Introduction

This Python library is intended to facilitate the process of creating and validating Phenopackets. The library provides a set of classes and functions that can be used to create Phenopackets from any bespoke tabular format. The library is designed to be easy to use and flexible, allowing users to create Phenopackets that conform to the GA4GH Phenopacket schema.

To optimally use this library, it is recommended to have a basic understanding of the Phenopacket schema, what it’s purpose is, what a Phenopacket is and what it can be used for. The authors of this library have compiled a short introduction to the schema below. However, for a deeper dive, please refer to the resources and publications on the schema linked below.

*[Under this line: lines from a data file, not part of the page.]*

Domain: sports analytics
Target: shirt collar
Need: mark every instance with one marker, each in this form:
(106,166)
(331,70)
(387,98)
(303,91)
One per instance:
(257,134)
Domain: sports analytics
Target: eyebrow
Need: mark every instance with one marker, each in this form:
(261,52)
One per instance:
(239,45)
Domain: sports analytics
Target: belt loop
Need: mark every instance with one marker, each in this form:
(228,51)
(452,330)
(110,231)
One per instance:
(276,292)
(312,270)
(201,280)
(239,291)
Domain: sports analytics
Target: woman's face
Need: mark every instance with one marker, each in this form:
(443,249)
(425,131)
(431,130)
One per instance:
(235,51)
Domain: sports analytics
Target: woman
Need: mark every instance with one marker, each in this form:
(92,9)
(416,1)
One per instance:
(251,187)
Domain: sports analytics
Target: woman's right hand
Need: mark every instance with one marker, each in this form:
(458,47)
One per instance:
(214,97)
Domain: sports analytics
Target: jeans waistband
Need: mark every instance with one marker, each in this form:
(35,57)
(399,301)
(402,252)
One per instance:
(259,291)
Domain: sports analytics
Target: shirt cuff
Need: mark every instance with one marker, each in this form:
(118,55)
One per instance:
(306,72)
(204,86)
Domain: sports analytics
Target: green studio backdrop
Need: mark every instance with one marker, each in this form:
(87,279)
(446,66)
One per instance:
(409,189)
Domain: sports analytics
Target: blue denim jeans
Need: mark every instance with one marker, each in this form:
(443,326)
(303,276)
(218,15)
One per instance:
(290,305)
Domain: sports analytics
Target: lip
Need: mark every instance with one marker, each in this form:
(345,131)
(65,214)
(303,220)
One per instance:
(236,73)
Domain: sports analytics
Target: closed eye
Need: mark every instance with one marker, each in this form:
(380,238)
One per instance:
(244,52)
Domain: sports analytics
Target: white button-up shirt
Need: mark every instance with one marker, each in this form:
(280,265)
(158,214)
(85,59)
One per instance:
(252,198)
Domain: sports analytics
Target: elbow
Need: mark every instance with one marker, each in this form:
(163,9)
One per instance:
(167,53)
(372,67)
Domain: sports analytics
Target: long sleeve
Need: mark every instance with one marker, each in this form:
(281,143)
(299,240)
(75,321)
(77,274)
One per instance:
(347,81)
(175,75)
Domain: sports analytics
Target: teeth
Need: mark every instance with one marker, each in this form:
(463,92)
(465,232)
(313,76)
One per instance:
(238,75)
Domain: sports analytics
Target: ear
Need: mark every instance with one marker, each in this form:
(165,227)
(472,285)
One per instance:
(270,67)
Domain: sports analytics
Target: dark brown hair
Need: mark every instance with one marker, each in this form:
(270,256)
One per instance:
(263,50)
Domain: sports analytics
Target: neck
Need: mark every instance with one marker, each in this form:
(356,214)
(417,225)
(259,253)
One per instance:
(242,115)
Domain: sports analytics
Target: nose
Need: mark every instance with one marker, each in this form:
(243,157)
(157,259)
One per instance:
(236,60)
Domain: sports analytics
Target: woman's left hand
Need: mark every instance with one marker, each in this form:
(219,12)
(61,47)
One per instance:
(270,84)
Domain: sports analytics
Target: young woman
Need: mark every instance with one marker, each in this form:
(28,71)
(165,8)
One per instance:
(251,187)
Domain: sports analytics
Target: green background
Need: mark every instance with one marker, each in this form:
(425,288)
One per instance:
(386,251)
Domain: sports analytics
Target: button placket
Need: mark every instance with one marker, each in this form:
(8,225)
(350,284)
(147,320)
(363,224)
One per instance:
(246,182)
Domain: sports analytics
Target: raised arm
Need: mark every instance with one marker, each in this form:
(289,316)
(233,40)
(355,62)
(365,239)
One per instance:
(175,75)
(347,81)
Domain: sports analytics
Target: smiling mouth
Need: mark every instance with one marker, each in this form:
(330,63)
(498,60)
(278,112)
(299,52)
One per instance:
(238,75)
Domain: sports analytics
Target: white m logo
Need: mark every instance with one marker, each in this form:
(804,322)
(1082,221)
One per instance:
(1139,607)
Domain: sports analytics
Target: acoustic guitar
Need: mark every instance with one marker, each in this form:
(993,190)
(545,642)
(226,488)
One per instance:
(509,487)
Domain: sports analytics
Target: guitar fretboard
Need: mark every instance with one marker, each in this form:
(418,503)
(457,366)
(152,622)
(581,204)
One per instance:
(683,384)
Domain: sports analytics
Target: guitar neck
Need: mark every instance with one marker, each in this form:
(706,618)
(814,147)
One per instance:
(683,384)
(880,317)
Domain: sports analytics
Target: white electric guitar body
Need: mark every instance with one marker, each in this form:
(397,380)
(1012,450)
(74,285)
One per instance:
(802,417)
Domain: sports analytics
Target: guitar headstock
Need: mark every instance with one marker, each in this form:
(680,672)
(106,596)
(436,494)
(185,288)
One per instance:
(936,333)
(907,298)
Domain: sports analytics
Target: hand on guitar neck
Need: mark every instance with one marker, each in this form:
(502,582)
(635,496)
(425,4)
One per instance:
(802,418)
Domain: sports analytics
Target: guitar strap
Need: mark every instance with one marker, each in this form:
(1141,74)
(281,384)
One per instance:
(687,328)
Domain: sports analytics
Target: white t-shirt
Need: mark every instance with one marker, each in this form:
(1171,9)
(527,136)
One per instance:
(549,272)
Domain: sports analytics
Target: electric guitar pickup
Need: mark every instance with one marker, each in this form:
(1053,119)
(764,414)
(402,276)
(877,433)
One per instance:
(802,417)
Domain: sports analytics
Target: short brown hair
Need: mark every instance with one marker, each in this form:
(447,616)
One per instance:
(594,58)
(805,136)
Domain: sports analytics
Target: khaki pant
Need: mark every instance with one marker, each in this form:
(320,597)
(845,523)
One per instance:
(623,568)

If you are familiar with the Phenopacket schema, keep reading in the Motivation Section.

Phenopackets

Why Phenopackets?

The Phenopacket schema was designed by the Global Alliance for Genomics and Health (GA4GH) as part of an array of coordinated, interoperable standards for genomics and healthcare. The schema is intended to provide a standardised format for exchanging genomic, phenotypic, clinical, and other related health data according to the FAIR principles. [1]

The schema was further developed to address the need for data suitable for genotype-phenotype-correlations, machine learning and deep phenotyping. Phenotypic information is of high clinical importance, providing insights into the diagnosis, prognosis, and treatment of diseases. [2]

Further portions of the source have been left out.